Sitting in a large classroom in northern New Jersey, Khalil, a shy and soft-spoken 18-year-old first-generation Palestinian immigrant, forms a circle with fellow pro-Palestine student activists. They nervously recount the issues they’ve faced for their outspoken political views, turning their heads each time a person peeks into the room.

“Everyone has to take more caution,” Khalil said. The group of activists, aged 18 to 22, asked that their names and college be withheld. Khalil’s name has been changed. “There are spies everywhere,” he said. “It is scary.”

Khalil has good reason to be nervous. Student groups, professors and academic associations “are increasingly engaging in conversations, debate, research and other speech activity that’s challenging the status quo on Israel/Palestine,” said Radhika Sainath, staff attorney at Palestine Legal, an organization that defends the civil rights of those who speak out for Palestinian rights.”Along with this growth in support for Palestinian rights we are also seeing an increase in suppression.”
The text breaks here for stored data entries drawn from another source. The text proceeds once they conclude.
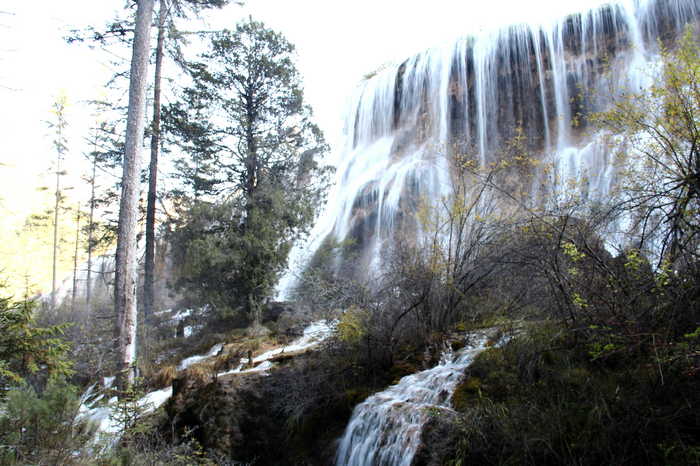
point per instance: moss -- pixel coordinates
(401, 370)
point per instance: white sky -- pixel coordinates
(337, 43)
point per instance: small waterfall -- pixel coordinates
(385, 429)
(476, 91)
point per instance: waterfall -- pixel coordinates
(385, 429)
(476, 91)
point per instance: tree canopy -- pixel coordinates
(249, 138)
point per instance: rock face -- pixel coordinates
(474, 95)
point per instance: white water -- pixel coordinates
(523, 74)
(314, 334)
(385, 429)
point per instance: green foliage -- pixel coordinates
(45, 428)
(247, 133)
(27, 350)
(656, 134)
(540, 399)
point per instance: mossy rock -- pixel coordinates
(401, 370)
(466, 394)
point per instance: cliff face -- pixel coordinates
(477, 93)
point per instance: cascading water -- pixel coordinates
(475, 92)
(385, 429)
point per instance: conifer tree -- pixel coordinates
(248, 136)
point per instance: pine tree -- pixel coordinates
(125, 273)
(245, 118)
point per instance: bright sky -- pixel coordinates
(337, 43)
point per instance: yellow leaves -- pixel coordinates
(352, 325)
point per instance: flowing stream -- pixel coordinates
(470, 95)
(385, 429)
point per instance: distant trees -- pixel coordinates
(59, 112)
(656, 136)
(249, 138)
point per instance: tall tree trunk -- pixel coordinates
(88, 292)
(55, 226)
(75, 266)
(150, 265)
(125, 273)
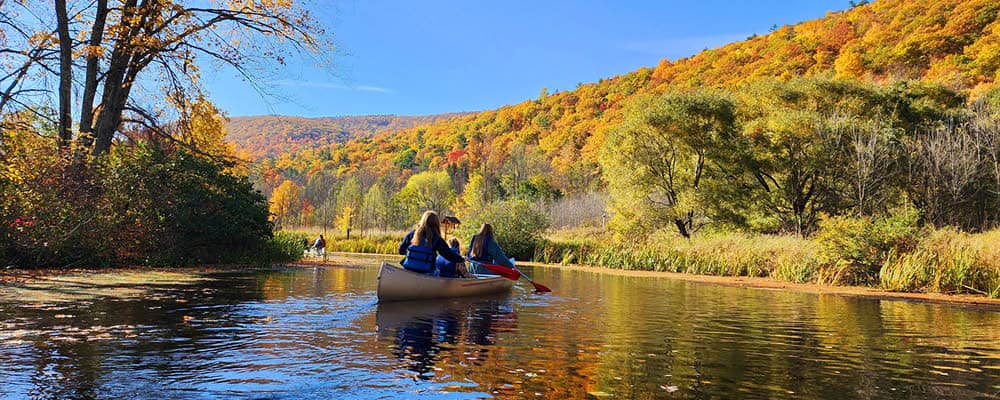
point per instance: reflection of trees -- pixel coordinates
(69, 345)
(426, 331)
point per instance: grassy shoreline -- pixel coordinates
(941, 261)
(345, 259)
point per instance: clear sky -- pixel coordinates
(428, 57)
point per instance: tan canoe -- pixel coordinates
(397, 284)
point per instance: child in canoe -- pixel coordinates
(424, 243)
(448, 269)
(486, 250)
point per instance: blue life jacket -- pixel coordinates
(446, 269)
(419, 258)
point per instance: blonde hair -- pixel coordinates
(427, 230)
(479, 241)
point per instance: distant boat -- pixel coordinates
(398, 284)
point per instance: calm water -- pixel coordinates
(318, 333)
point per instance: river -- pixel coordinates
(319, 333)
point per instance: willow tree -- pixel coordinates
(656, 161)
(117, 53)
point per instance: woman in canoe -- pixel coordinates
(422, 245)
(486, 250)
(449, 269)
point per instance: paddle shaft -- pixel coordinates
(512, 274)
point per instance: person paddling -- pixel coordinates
(320, 246)
(485, 249)
(448, 269)
(424, 243)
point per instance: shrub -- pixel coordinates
(853, 250)
(140, 204)
(286, 246)
(517, 225)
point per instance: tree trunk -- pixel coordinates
(90, 76)
(65, 75)
(682, 228)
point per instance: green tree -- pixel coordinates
(655, 162)
(428, 191)
(518, 226)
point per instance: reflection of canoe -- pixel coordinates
(390, 316)
(396, 283)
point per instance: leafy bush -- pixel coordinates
(141, 204)
(517, 226)
(853, 250)
(286, 246)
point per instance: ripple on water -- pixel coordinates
(317, 333)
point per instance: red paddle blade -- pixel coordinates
(503, 271)
(540, 287)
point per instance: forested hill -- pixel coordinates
(954, 43)
(270, 135)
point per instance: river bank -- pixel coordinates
(21, 277)
(343, 259)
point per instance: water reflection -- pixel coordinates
(424, 332)
(318, 333)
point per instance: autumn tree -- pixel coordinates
(115, 53)
(284, 200)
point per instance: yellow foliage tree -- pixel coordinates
(283, 201)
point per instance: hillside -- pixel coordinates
(954, 43)
(270, 135)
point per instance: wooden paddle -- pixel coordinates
(513, 274)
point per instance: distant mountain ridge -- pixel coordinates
(264, 136)
(954, 43)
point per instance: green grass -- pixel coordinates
(940, 261)
(363, 242)
(943, 261)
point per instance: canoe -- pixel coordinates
(398, 284)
“This is a deliberate strategy by Israel advocacy groups to shut down any and all criticism of Israel by maligning activists.”
In 2015, pro-Palestine students at University of California, Santa Cruz set up mock checkpoints to illustrate their concerns with the Israel-Palestine conflict. The students were accused (through anonymous reports submitted to the school’s administration) of supporting terrorism and dressing like “Islamic jihadis”; and in 2010, a student fundraiser at Rutgers University for the US Boat to Gaza was shut down when Hillel and the Anti-Defamation League accused the students of providing material support for terrorism. Hillel, a Jewish campus organization, and the Anti-Defamation League, a nongovernmental organization aimed at countering anti-Semitism, have both been known to stifle criticism of Israel. In November, fake Facebook accounts targeted pro-Palestine, University of Chicago students by posting threatening Islamophobic and homophobic comments while a University of Illinois, Chicago student received an email with death threats.

A report released in September by Palestine Legal documents hundreds of these alleged incidents involving censorship, punishment and suppression of advocacy over an 18-month period. In October, the organization documented 31 alleged incidents. The group found that nearly half of the incidents involved false accusations of support for terrorism or anti-Semitism, and the vast majority targeted students and scholars.
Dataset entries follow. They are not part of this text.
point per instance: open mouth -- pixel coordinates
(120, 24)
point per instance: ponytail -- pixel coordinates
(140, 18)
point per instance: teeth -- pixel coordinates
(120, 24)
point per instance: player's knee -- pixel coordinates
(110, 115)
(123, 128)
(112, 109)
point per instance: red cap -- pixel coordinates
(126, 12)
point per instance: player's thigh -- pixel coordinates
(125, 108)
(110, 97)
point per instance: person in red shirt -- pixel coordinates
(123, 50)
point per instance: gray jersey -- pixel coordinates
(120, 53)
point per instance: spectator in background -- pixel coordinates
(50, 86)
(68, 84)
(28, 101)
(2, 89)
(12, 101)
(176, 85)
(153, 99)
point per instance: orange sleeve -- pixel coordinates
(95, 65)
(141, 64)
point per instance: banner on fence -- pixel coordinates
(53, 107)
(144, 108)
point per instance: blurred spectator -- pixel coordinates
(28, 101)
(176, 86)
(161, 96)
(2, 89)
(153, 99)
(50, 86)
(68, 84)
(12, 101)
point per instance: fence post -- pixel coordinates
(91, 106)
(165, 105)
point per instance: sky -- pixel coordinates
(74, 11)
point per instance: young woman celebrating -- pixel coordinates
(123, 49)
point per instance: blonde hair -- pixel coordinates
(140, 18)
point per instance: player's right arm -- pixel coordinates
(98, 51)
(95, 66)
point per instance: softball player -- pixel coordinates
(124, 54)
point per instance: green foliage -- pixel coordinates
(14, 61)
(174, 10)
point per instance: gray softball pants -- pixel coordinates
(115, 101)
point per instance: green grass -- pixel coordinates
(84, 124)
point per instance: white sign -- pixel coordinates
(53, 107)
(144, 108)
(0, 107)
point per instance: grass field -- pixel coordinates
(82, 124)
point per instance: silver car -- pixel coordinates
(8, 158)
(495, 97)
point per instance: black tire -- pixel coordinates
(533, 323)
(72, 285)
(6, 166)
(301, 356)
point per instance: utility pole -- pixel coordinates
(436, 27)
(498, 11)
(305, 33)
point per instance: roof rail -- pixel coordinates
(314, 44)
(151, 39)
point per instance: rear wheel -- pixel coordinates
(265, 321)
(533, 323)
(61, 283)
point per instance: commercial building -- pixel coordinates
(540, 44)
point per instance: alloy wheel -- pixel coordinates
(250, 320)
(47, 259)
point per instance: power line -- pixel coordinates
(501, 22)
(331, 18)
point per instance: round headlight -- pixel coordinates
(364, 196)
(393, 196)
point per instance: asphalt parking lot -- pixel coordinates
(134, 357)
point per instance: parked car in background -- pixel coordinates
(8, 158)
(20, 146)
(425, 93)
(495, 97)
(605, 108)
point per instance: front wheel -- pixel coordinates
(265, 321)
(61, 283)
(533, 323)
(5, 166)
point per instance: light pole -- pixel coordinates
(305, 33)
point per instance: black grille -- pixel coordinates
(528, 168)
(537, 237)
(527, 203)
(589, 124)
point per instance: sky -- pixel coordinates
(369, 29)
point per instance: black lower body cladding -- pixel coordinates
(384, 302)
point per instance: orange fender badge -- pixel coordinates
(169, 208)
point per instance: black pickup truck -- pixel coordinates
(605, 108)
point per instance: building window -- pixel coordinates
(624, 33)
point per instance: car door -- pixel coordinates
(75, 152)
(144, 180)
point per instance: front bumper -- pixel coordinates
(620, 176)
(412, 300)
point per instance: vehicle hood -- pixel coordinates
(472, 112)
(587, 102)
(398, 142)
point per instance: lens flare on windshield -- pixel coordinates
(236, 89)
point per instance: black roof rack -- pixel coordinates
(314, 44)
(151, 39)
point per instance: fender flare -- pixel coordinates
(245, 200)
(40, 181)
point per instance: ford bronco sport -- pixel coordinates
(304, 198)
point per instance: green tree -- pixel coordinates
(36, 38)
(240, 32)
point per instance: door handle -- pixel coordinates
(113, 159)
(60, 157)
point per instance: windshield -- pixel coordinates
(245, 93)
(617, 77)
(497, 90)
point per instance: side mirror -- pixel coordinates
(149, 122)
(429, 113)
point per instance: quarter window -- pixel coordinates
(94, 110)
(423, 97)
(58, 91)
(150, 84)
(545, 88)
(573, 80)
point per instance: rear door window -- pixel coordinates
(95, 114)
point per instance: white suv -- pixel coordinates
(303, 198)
“This is just the tip of the iceberg,” said Sainath, one of the authors of the report.”These false accusations of supporting terrorism and anti-Semitism often have Islamophobic and xenophobic tones when levied against Muslim and Arab Americans.” Such accusations may lead to criminal investigations, cancellation of events, harassment and even death threats. “This is a deliberate strategy by Israel advocacy groups to shut down any and all criticism of Israel by maligning activists,” Sainath added.

Hillel International, the world’s largest Jewish organization with significant financial backing, has about 550 chapters across most college campuses and has been around for nearly a century. The group has been exposed by media outlets like AlterNet and The New York Times, as well as civil rights groups like the Center for Constitutional Rights and Palestine Legal, for attempting to suppress speech critical of Israel across campuses.
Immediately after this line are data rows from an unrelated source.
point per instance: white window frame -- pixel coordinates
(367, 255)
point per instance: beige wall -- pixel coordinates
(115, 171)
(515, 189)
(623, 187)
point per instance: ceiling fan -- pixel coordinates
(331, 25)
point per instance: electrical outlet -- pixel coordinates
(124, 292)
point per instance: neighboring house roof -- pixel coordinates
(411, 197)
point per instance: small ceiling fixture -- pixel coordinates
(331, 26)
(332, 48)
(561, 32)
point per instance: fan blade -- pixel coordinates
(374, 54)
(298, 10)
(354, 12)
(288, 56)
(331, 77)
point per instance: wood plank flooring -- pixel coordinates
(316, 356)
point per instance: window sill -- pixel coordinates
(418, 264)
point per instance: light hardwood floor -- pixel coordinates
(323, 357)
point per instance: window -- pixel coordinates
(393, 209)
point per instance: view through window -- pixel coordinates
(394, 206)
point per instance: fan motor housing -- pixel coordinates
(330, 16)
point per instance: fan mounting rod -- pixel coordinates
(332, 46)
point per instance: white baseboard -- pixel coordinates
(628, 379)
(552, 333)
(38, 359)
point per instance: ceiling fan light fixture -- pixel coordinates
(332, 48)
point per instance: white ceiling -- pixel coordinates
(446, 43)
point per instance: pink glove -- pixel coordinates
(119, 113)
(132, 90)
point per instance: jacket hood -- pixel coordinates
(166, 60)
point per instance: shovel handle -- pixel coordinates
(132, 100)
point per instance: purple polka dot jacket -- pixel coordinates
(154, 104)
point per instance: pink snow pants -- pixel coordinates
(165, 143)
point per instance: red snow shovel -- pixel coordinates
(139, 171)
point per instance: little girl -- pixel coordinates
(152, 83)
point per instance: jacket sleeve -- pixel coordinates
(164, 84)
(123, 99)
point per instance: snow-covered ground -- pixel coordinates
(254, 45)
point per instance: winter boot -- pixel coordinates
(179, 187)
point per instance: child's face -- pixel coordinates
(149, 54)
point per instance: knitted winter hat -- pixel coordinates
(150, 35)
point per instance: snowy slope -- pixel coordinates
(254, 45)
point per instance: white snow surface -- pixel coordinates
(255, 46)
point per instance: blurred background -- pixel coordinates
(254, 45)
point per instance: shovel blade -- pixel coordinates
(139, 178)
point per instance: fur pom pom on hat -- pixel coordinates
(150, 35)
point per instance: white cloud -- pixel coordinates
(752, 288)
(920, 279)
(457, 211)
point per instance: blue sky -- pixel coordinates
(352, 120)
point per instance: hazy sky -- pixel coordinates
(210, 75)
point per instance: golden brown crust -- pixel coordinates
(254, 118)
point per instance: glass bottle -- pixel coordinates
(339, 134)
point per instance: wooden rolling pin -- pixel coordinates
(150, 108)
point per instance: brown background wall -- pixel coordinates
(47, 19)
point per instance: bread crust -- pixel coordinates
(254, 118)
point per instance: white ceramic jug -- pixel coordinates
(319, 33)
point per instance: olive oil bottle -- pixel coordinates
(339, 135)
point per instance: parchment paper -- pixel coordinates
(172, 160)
A younger group, Students for Justice in Palestine, a pro-Palestine student organization, is present across more than 100 US campuses and in recent years has gained visibility. The group was founded in the early 2000s and calls for boycotts, divestment and sanctions to pressure Israel into ending its military occupation and respecting international law –  a campaign modeled off of the South African anti-apartheid movement. The relationship between the groups has become more and more antagonistic.

As violence is on the rise between Israel and Palestine, the United States has increasingly come under fire from pro-Palestine advocates for its unwavering support of Israel. But the risks of speaking out are potentially grave. Students have feared that they or their families will face travel restrictions because of false accusations of terrorism. This “can have a real long-term effect on students,” said Sainath, and some don’t get involved because they are afraid of the consequences.

Travel Restrictions

Students in the US who have come as refugees or have families back in Palestine often fear backlash if they return home, said Omar Shakir, a Bertha Justice Institute fellow at the Center for Constitutional Rights and one of the authors of the report. In some cases, Israeli border officials have denied students entry into Palestine, apparently as a result of their activities on campus.

Israeli authorities control entry and exit into the Palestinian territories. The Allenby Bridge crossing between the West Bank and Jordan is the only entry point for Palestinians with a Palestinian Authority ID card. Palestinian-Americans have, in the past, entered through Tel Aviv’s Ben-Gurion International Airport with a US passport, but have been denied entry in recent months.

The US State Department says Palestinian nationals, including dual nationals, must enter through the Allenby crossing from Jordan using a Palestinian Authority travel document, rather than via Ben-Gurion Airport, unless they have obtained advance permission from an Israeli embassy or consulate on humanitarian or emergency grounds.

State Department spokesperson John Kirby said, “Specifically, the U.S. government remains concerned at the unequal treatment that Palestinian-Americans and other Arab-Americans receive at Israel’s borders and checkpoints.”